Dr. Hsu is at the forefront of trying to get the system changed so children are prioritized for organ transplants.

"We can assure that all children in the nation get the transplants they need without really adversely affecting the adult mortality on the wait list because there are so many adults getting liver transplants," Hsu said.

She says 50 children die every year waiting for a liver, and Charlotte is getting worse.

After bouts with fevers and discomfort, Janessa took Charlotte to the emergency room at Children's. Doctors decided she needs constant hospital care until she receives her transplant.

"For her to have this total backslide, it's scary," Janessa said.
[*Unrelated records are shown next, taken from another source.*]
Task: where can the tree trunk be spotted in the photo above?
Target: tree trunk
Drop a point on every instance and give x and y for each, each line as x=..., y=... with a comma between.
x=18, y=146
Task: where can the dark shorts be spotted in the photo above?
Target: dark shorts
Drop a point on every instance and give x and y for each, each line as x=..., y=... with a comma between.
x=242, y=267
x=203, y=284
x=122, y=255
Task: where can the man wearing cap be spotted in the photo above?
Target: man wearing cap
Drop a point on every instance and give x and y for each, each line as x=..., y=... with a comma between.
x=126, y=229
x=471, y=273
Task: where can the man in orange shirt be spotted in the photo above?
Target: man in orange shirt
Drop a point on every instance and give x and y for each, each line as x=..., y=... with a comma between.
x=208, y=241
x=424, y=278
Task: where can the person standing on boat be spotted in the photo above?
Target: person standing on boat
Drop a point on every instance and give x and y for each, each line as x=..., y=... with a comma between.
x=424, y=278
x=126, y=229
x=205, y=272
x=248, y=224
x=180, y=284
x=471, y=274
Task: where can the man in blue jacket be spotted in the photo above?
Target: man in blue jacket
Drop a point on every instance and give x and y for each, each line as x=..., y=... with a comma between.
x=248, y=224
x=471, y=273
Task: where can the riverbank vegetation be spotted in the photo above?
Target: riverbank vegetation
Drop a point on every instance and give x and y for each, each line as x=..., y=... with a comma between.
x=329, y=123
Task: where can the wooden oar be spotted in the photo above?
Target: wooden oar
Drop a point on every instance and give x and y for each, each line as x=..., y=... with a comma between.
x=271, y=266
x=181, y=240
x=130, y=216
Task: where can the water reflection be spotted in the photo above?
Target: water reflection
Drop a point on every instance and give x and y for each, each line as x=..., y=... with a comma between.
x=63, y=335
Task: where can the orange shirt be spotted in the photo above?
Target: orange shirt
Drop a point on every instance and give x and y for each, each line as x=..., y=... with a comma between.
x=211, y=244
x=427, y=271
Janessa knows they're waiting for a gift to come through someone else's death.

Last fall, her oldest daughter's dad, Calvin Lynch, died suddenly. He was an organ donor.

"It was one of the hardest things for us to sit at that hospital while they got all of that ready and to watch him go through that. It was very hard. But it is absolutely what he would have wanted, and it is an amazing gift," she said.

Calvin was able to donate his heart, a kidney, and his liver.

His liver wasn't tested for compatibility with Charlotte because they weren't blood relatives and because of where she was on the waiting list at the time.

This family knows what it is to give. Now they wait to receive.

And finally, word comes. Exactly one year to the day since Charlotte went on the transplant list, she has a match.

"I don't think I've ever had something so amazing happen in my life," Janessa said just before sending Charlotte to the operating room.

It was a needed gift from someone who said when they died, they wanted to be an organ donor.

The surgery took nearly 12 hours.

When it was done, tiny Charlotte was hooked up to machines and tubes, but her color was returning to normal.

And it wasn't long before she was back up, eating, smiling, and going home, ready for whatever life brings next.

"It's the biggest gift you can give somebody. A 2-year-old that's gonna have a full life because of that gift of donation," Janessa said.

In 2018, 6,900 people were living organ donors, and a record setting 10,700 people who died were able to donate organs. But it wasn't enough. Right now there are nearly 114,000 people across the country on an organ waiting list.

You can register online to donate life. You can also make a note on your drivers license, and be sure to tell loved ones about your wishes.